We don’t want our guests to access to our network over the VPN so we need to use policy based routed to route traffic different based on its source IP. Fortunately, this is pretty simple. Firstly, we need to create a new routing table for the public network which sends everything over pppoe0.
protocols {
static {
table 101 {
interface-route 0.0.0.0/0 {
next-hop-interface pppoe0
}
}
}
}
Next, we need to create a firewall policy to route traffic from 172.16.0.0/24 to this new routing table.
firewall {
modify public-traffic {
rule 10 {
modify {
table 101
}
source {
address 172.16.0.0/24
}
}
}
}
Finally, we need to set up our public interface on the router eth0 vif 101 to use this policy.
interfaces {
ethernet eth0 {
vif 101 {
in {
modify public-traffic
}
}
}
}
Securing the access control network
We don’t want anyone (except our access control server) accessing the access control network so we need to add a firewall policy for this.
firewall {
name security {
default-action drop
rule 1 {
action accept
description "Allow Management Server"
destination {
address 10.0.3.0/24
}
log disable
protocol all
source {
address xxx.xxx.xxx.xxx
}
}
}
}
As above, this policy needs to be applied to the security interface.
interfaces {
ethernet eth0 {
vif 100 {
out {
name security
}
}
}
}
Finishing up
That’s pretty much all there is to it.
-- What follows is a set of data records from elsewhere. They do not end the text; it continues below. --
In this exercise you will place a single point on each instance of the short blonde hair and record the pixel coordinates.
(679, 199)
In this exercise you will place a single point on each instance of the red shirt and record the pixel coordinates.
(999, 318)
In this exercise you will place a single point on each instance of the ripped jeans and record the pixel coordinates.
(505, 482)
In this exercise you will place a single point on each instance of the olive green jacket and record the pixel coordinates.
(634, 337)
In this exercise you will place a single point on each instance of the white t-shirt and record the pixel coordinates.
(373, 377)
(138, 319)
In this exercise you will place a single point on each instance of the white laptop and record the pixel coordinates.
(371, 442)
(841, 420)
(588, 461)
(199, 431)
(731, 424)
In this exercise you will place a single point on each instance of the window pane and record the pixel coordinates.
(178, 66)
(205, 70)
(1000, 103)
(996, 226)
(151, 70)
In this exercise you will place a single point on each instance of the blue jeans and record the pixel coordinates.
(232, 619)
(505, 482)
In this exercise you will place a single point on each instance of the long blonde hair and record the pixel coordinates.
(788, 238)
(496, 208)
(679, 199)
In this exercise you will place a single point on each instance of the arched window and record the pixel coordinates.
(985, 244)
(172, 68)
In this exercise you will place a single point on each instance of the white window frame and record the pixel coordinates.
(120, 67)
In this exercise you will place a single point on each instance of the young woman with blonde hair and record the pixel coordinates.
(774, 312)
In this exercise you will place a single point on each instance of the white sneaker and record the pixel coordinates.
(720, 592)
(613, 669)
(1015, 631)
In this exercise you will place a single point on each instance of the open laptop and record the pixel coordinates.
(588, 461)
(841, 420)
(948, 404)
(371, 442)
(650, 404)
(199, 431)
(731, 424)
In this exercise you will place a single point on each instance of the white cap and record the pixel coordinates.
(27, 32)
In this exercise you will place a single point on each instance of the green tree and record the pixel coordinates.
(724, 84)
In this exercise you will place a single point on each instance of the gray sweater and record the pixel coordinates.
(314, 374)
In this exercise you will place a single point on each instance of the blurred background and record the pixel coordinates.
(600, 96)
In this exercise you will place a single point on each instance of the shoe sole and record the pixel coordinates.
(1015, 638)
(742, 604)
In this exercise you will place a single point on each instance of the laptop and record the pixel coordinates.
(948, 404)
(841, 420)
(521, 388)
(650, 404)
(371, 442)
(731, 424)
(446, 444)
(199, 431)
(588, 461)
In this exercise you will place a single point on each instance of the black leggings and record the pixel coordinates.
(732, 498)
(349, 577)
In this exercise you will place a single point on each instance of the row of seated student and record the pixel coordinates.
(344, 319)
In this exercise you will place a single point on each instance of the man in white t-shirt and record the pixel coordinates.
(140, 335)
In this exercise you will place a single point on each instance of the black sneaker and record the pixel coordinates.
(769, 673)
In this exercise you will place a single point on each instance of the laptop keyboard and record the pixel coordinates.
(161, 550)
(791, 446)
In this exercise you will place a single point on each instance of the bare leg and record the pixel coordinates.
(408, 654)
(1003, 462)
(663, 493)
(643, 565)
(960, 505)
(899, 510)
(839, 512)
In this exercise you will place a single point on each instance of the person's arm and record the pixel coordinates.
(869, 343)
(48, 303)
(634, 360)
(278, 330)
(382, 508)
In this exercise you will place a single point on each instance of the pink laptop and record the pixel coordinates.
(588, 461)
There are a couple of other bits which I haven’t documented like IPv6 tunnelling over our VPN and DHCP settings for the Unifi APs.
All in all, the EdgeRouter is a powerful bit of kit and I would recommend them for any office-based situation. The software itself seems to be based on Vyatta who have an excellent reputation for routing. I look forward to having a look at their more professional equipment in the future!